Article by Richard Cowan, former NORML National Director and author of CBD: Making Merry For Seniors
In 1966, the late Jesse Unruh, a California Democratic politician famously said that “Money is the mother’s milk of politics.” That may still be true, but the world has changed greatly in the last fifty years.
The Left has long urged that elections should be financed by the government because the rich could “buy elections”, and for a long time that seemed self-evident, but that was before the Internet democratized fundraising, and so much diversity of opinion among the affluent.
It was always obvious that victory didn’t always follow the money, but this year’s Presidential campaign made that very obvious, and painfully so for the well-financed Liberal candidates.
First, Michael Bloomberg embarrassed himself and billionaires everywhere by blowing a billion dollars on his bid for the Democratic nomination, and losing badly to Biden.
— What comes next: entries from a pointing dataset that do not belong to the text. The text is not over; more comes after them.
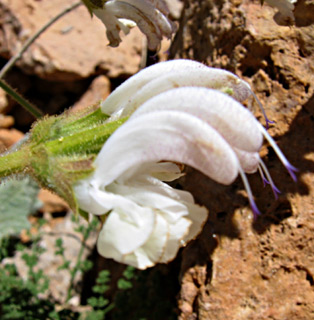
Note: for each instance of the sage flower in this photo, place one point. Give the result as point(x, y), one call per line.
point(285, 7)
point(145, 220)
point(151, 16)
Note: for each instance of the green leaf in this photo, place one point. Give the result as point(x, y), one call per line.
point(18, 199)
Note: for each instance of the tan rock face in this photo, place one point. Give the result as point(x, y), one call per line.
point(75, 47)
point(239, 268)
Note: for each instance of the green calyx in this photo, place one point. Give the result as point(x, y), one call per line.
point(60, 150)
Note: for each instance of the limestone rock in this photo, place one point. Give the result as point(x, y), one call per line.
point(239, 268)
point(74, 47)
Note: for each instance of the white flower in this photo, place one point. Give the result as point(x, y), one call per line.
point(158, 78)
point(150, 16)
point(145, 220)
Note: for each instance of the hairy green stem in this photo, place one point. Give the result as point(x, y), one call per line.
point(14, 162)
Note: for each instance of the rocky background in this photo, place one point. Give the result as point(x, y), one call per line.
point(237, 268)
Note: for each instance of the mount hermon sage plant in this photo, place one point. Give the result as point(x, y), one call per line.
point(114, 161)
point(151, 16)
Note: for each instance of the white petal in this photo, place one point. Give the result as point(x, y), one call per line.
point(120, 96)
point(213, 78)
point(124, 232)
point(234, 122)
point(198, 216)
point(249, 161)
point(177, 231)
point(113, 26)
point(166, 135)
point(150, 253)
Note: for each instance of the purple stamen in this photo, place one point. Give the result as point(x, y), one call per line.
point(270, 181)
point(253, 205)
point(291, 169)
point(268, 121)
point(254, 208)
point(265, 181)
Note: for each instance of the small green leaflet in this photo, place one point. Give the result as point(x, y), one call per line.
point(18, 199)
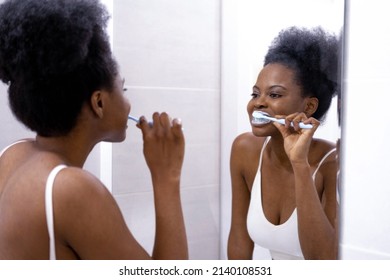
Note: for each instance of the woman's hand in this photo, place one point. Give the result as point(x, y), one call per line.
point(163, 146)
point(297, 140)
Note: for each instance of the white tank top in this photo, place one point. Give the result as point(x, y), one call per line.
point(281, 240)
point(48, 202)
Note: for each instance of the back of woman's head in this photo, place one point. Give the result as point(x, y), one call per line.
point(313, 55)
point(53, 55)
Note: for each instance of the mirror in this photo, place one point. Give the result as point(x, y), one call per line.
point(243, 47)
point(197, 60)
point(175, 58)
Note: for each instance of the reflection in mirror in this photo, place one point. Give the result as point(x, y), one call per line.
point(282, 209)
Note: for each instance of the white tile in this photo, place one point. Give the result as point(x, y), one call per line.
point(201, 215)
point(199, 111)
point(168, 43)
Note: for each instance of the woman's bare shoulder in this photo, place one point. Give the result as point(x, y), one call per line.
point(247, 141)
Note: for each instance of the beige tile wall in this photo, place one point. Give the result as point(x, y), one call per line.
point(169, 55)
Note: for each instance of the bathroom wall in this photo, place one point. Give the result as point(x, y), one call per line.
point(169, 52)
point(365, 139)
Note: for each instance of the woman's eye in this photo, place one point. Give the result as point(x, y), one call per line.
point(274, 95)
Then he stepped up to help Biden in Florida, spending a reported $100 million more, and Trump won the Sunshine state.
Then the Democrats outraised the Republicans in the South, and even with very attractive candidates, they lost races everyone seemed to think they would win. (In Georgia both Republican candidates for the Senate, who are absolutely appalling, got more votes than their better-financed Democratic opponents, but they fell short of the fifty percent required to avoid a runoff.)
Although we don’t know the final numbers for the Presidential campaigns, it would appear that both candidates raised approximately $1.5 billion. (One and half times Bloomberg’s) And Trump may have raised a bit more than Biden, but did not spend it as well. However, incumbents generally get more “free” publicity simply because they have the Presidency, so that is difficult to measure.
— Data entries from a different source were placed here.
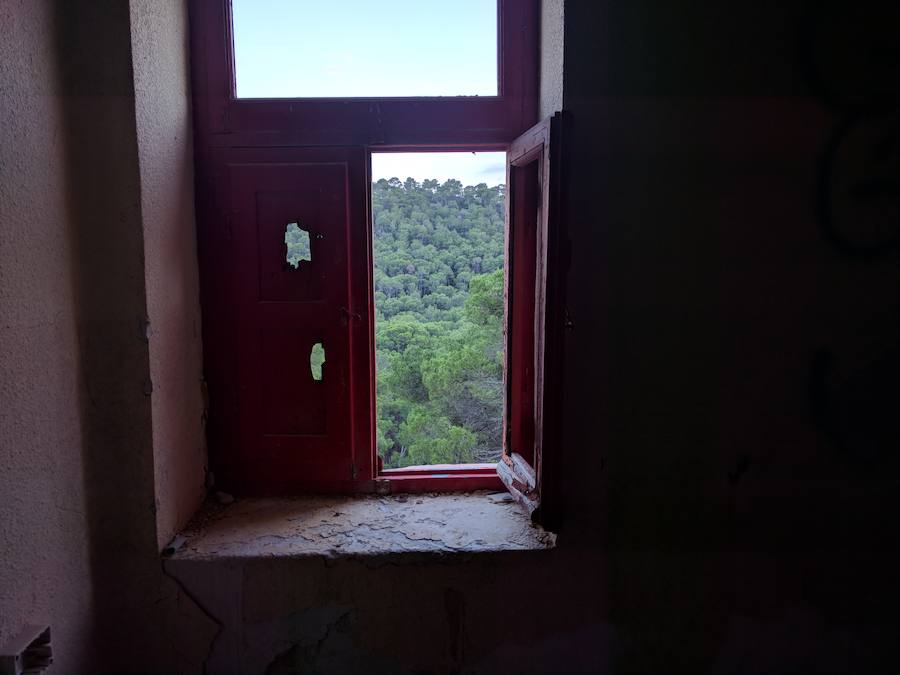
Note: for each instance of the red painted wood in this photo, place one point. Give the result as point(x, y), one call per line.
point(534, 315)
point(520, 259)
point(440, 468)
point(289, 428)
point(450, 482)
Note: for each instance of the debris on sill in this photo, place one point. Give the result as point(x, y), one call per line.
point(367, 525)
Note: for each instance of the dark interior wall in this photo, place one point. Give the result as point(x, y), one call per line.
point(732, 374)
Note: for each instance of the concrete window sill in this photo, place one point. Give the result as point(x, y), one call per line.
point(353, 526)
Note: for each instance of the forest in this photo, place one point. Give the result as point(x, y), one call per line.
point(438, 272)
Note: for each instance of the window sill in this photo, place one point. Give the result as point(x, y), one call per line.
point(361, 526)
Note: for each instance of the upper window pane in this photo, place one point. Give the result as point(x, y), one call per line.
point(364, 48)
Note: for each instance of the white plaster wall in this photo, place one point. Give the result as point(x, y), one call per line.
point(159, 41)
point(44, 560)
point(552, 22)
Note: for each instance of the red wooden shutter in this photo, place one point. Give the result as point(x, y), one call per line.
point(289, 431)
point(533, 317)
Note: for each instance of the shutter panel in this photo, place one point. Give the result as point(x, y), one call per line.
point(294, 428)
point(533, 321)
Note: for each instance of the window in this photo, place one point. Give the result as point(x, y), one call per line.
point(288, 277)
point(364, 48)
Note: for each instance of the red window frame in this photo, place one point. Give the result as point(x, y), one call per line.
point(272, 129)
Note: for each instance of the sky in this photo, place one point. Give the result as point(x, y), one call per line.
point(346, 48)
point(467, 167)
point(316, 48)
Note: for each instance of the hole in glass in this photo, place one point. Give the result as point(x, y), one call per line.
point(317, 361)
point(296, 242)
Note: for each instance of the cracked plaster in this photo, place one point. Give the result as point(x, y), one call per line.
point(362, 525)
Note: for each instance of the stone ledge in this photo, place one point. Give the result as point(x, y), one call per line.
point(355, 526)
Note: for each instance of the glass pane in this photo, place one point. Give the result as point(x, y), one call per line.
point(438, 271)
point(364, 48)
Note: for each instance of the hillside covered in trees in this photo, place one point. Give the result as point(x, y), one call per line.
point(439, 314)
Behind all of this wasted money was the embarrassing failure of polling. Why did Michael Bloomberg, a very smart, politically experienced former Mayor of New York City, think he could “buy” the nomination?
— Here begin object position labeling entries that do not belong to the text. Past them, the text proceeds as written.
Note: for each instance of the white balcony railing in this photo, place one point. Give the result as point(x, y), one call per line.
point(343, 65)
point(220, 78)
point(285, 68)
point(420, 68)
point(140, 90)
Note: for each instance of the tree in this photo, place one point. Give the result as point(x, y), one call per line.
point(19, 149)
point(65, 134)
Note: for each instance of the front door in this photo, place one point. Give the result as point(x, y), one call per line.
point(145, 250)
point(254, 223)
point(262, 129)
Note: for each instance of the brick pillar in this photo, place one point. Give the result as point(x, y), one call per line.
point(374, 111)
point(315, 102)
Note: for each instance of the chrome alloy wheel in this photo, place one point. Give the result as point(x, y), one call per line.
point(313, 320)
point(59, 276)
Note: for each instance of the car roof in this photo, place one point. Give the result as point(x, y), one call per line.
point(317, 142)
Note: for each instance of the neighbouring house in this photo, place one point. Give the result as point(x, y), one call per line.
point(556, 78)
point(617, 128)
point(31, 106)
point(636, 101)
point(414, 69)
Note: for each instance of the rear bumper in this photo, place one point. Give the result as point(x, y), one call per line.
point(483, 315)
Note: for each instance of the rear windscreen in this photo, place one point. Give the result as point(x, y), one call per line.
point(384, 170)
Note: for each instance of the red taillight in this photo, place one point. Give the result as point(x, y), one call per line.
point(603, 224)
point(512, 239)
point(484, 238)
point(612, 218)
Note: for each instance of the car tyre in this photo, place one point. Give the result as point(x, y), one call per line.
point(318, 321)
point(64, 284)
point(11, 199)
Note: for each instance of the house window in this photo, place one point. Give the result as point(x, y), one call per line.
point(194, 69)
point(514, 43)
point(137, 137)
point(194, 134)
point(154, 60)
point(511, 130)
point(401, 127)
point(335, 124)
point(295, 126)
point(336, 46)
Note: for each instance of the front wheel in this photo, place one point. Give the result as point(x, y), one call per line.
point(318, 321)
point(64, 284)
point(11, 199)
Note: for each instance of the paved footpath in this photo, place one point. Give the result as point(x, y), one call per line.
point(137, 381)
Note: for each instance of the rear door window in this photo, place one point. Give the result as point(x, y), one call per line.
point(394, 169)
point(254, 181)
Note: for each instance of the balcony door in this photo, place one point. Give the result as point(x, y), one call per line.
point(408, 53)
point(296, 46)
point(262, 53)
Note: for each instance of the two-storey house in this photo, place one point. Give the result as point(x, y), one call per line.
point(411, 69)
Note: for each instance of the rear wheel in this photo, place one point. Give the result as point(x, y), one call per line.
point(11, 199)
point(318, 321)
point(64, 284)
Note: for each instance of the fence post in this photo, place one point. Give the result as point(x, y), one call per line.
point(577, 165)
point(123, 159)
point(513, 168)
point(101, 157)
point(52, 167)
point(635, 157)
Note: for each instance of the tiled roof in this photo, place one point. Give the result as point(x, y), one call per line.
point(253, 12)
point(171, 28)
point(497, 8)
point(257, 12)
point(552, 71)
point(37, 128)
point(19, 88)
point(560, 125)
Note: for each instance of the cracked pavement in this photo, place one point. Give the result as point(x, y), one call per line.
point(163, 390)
How did the Democrats so misjudge the South and other places? How did Trump and his advisers so misjudge the country?
All of these questions are a part of the same problem: We don’t understand how the Internet impacts our politics, other than that it makes it easier to raise money. The country is terribly divided because we see different things in different ways and that process is accelerating. Trumpism has spawned at least two new “news” networks, and there may be even more. The advent of streaming as the dominant technology makes further fracturing of communication and community inevitable.
Over the next four years we have to find ways to reconnect with one another, but it should be clear that while money is absolutely necessary, it is absolutely not enough.